Riconfermato tra i tre migliori chef d’Italia dal Gambero Rosso. È Niko Romito che con il suo Reale a Castel di Sangro conquista il primo posto nella Guida Ristoranti d’Italia 2026. A pari merito con l’Osteria Francescana di Massimo Bottura a Milano e Piazza Duomo di Enrico Crippa ad Alba che insieme all’abruzzese Reale hanno raggiunto il punteggio più alto.

Un risultato che riempie di orgoglio l’intera comunità altosangrina a partire dal primo cittadino, nonché presidente della Provincia dell’Aquila Angelo Caruso per il quale “a Castel di Sangro Niko Romito continua a scrivere la storia della gastronomia italiana, radicata nella tradizione ma proiettata verso il futuro attraverso l’innovazione”. Un talento quello dello chef abruzzese che “riportano l’Abruzzo e Castel di Sangro ai vertici della cucina italiana” ha aggiunto Caruso sottolineando come il ristorante Reale rappresenti un “punto di riferimento della cucina italiana contemporanea, dove rigore, ricerca e sperimentazione si uniscono alla valorizzazione del territorio”.
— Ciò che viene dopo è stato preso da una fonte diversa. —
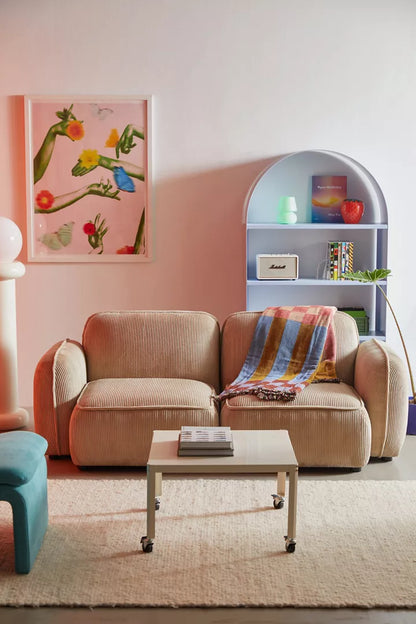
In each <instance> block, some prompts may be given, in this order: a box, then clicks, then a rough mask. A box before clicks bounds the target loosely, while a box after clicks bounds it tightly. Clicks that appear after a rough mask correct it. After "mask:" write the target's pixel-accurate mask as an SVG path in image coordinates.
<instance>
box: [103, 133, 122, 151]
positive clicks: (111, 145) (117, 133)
mask: <svg viewBox="0 0 416 624" xmlns="http://www.w3.org/2000/svg"><path fill="white" fill-rule="evenodd" d="M119 140H120V135H119V133H118V132H117V128H113V129H112V130H111V132H110V134H109V135H108V139H107V141H106V142H105V147H115V146H116V145H117V143H118V142H119Z"/></svg>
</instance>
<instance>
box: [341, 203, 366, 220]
mask: <svg viewBox="0 0 416 624" xmlns="http://www.w3.org/2000/svg"><path fill="white" fill-rule="evenodd" d="M363 213H364V202H362V201H361V200H360V199H344V201H343V202H342V206H341V215H342V218H343V219H344V223H359V222H360V219H361V217H362V216H363Z"/></svg>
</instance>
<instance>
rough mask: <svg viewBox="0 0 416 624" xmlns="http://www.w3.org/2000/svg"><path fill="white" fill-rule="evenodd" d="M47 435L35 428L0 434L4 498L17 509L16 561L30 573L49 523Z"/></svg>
mask: <svg viewBox="0 0 416 624" xmlns="http://www.w3.org/2000/svg"><path fill="white" fill-rule="evenodd" d="M47 447H48V443H47V441H46V440H45V438H42V436H40V435H38V434H37V433H32V432H31V431H8V432H7V433H0V500H2V501H7V502H9V503H10V504H11V506H12V510H13V535H14V560H15V570H16V572H17V573H18V574H28V572H30V570H31V569H32V566H33V563H34V561H35V559H36V556H37V554H38V552H39V548H40V547H41V545H42V542H43V537H44V535H45V531H46V527H47V526H48V496H47V478H46V477H47V471H46V459H45V451H46V449H47Z"/></svg>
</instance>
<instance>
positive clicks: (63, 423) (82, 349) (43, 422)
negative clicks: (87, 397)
mask: <svg viewBox="0 0 416 624" xmlns="http://www.w3.org/2000/svg"><path fill="white" fill-rule="evenodd" d="M86 383H87V368H86V361H85V355H84V351H83V349H82V346H81V345H80V344H79V343H78V342H76V341H73V340H63V341H62V342H58V343H56V344H55V345H53V347H51V348H50V349H49V350H48V351H47V352H46V353H45V354H44V355H43V357H42V358H41V359H40V361H39V362H38V365H37V367H36V370H35V375H34V382H33V416H34V423H35V430H36V432H37V433H39V434H40V435H41V436H43V437H44V438H46V439H47V440H48V454H49V455H69V438H68V428H69V420H70V418H71V414H72V410H73V409H74V407H75V404H76V402H77V399H78V396H79V394H80V392H81V390H82V389H83V387H84V385H85V384H86Z"/></svg>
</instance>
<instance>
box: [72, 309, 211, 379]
mask: <svg viewBox="0 0 416 624" xmlns="http://www.w3.org/2000/svg"><path fill="white" fill-rule="evenodd" d="M82 343H83V347H84V349H85V354H86V359H87V371H88V381H94V380H96V379H104V378H122V377H171V378H184V379H195V380H197V381H203V382H205V383H208V384H210V385H211V386H213V387H214V388H215V390H216V391H218V389H219V359H220V355H219V344H220V329H219V325H218V321H217V319H216V318H215V317H213V316H212V315H211V314H208V313H207V312H188V311H151V310H145V311H141V310H140V311H134V310H131V311H130V310H128V311H119V312H100V313H97V314H94V315H93V316H91V317H90V318H89V319H88V320H87V322H86V324H85V327H84V332H83V337H82Z"/></svg>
A confermarlo lo stesso Romito che commentando il riconoscimento ha spiegato che “la cucina italiana non è mai stata così in salute e che i giovani talenti oggi non cercano teatralità ma isolamento e specializzazione, superando il provincialismo”. Parole che secondo il sindaco Caruso “raccontano perfettamente anche lo spirito di Castel di Sangro, una comunità capace di coniugare autenticità e innovazione, tradizione e futuro. Proprio come la cucina di Niko Romito capace di parlare al mondo partendo dal cuore dell’Abruzzo”.

Un riconoscimento quello al Reale di Niko Romito che, conclude Caruso, “conferma come il talento radicato in un territorio autentico possa diventare esempio e ispirazione per tutti”.